Afin d’illustrer son propos introductif à l’écriture si soignée et précise du poète, Gérard Farasse propose un judicieux choix de douze textes ou d’extraits. Dans son “Introduction au ‘Galet’”, Francis Ponge note : “Je propose à chacun l’ouverture de trappes intérieures, un voyage dans l’épaisseur des choses, une invasion de qualités, une révolution ou une subversion comparable à celle qu’opère la charrue ou la pelle, lorsque, tout à coup et pour la première fois, sont mises au jour des millions de parcelles, de paillettes, de racines, de vers et de petites bêtes jusqu’alors enfouies. Ô ressources infinies de l’épaisseur des choses, rendues par les ressources infinies de l’épaisseur sémantique des mots !” Juste quelques vers du poème “Le pré” :

Crase de paratus, selon les étymologistes latins,
Près de la roche et du ru,
Prêt à faucher ou à paître,
Préparé pour nous par la nature,
Pré, paré, pré, près, prêt,

Le pré gisant ici comme le participe passé par excellence
S’y révère aussi bien comme notre préfixe des préfixes,
Préfixe déjà dans préfixe, présent dans présent.

Choix des mots, humour discret, rappel étymologique, description quasi-entomologique, Francis Ponge semble toujours soucieux de l’exactitude, ce que confirme Gérard Farasse dans le second ouvrage, où il nous entraîne dans l’atelier du poète en compagnie de certains de ses amis.
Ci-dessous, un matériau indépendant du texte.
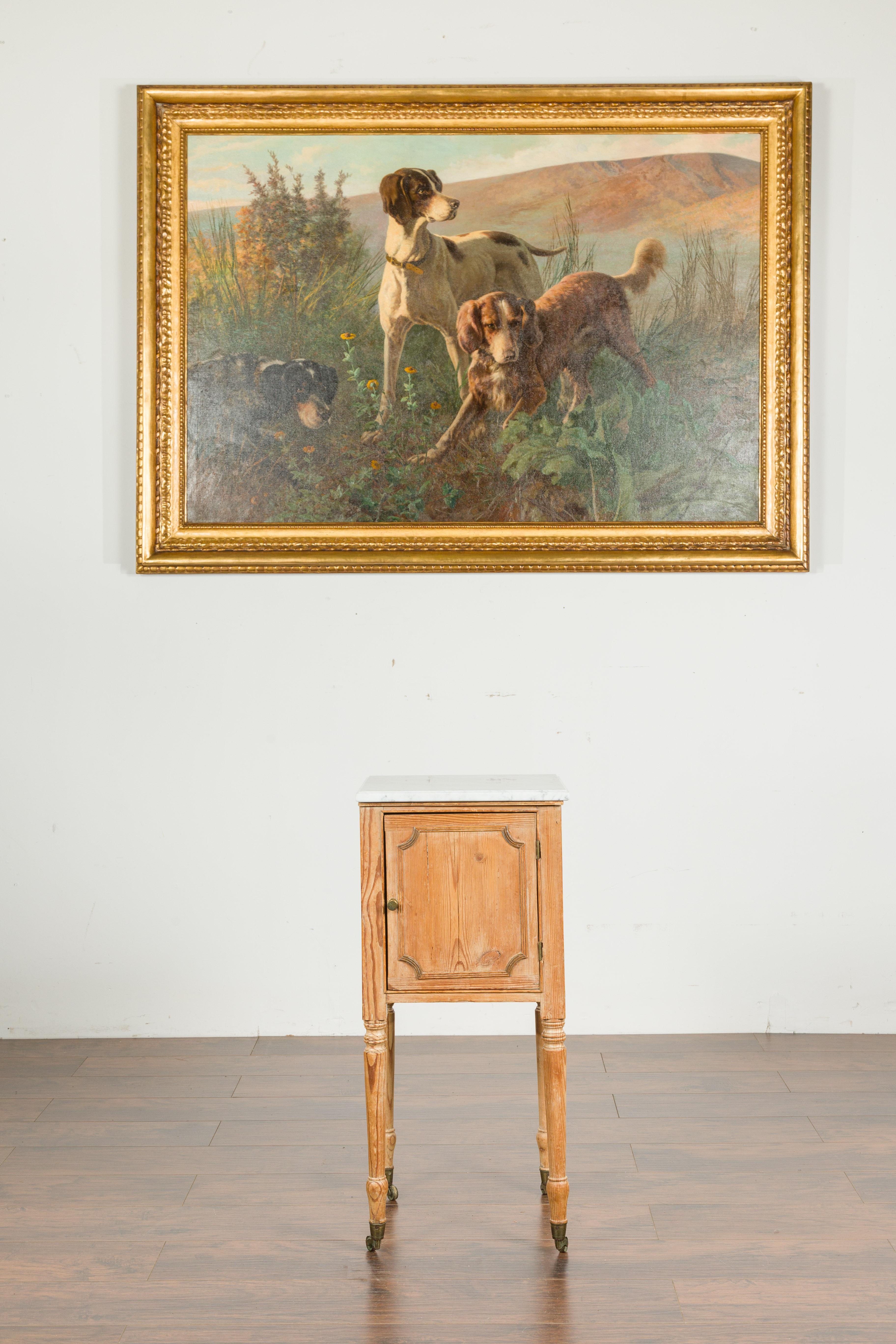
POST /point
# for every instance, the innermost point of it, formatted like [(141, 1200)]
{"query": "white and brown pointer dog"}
[(428, 277)]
L’ouverture est originale, il s’agit du célèbre tableau de Max Ernst, Au rendez-vous des amis, où entre Max Morice et Paul Éluard figure Raphaël, le peintre de L’École d’Athènes qui se place parmi la vingtaine des philosophes qu’il représente… Ainsi Gérard Farasse explique-t-il sa difficulté à choisir quelques amis de Ponge parmi de nombreux (vivants ou morts, contemporains ou non) pour se résoudre à en retenir sept : Jean Paulhan, Léon-Paul Fargue, Albert Camus, Henri Calet, André Pieyre de Mandiargues, Philippe Jaccottet et Philippe Sollers.
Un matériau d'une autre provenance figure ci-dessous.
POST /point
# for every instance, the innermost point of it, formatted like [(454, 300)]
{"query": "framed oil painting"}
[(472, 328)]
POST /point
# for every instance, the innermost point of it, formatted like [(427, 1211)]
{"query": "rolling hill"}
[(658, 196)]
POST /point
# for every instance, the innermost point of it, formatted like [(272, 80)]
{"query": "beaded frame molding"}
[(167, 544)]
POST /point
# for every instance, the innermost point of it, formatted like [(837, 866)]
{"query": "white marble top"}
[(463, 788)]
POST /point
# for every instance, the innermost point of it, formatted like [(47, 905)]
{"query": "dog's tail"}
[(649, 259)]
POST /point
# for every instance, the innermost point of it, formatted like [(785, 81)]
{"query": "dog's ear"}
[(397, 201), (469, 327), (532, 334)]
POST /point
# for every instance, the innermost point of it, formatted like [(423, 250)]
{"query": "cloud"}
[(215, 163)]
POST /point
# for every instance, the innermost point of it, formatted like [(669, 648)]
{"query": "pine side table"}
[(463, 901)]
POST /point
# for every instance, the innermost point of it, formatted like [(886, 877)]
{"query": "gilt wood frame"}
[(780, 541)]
L’ouvrage comprend donc sept chapitres qui chacun relate une relation amicale, non dénuée parfois de colères, de tempêtes, de ruptures, tant l’amitié est chose sérieuse pour Francis Ponge ! Du reste, celui-ci n’hésite pas à marquer ses désaccords (avec Camus, Calet, mais aussi dans une moindre mesure avec Jaccottet). On voit à quel point la vie de Francis Ponge est entièrement absorbée par l’écriture (la politique, les “problèmes de société”, la “carrière” et l’argent sont absents de ses préoccupations) et comment ses amitiés sont aussi livresques, c’est-à-dire que chaque ami est avant tout un partenaire de conversation littéraire, tant sur le pourquoi de la création que sur le comment tel ou tel auteurs appréciés s’y prend – s’y prenait – pour écrire. L’existence se révèle une prise de position : le parti pris poétique.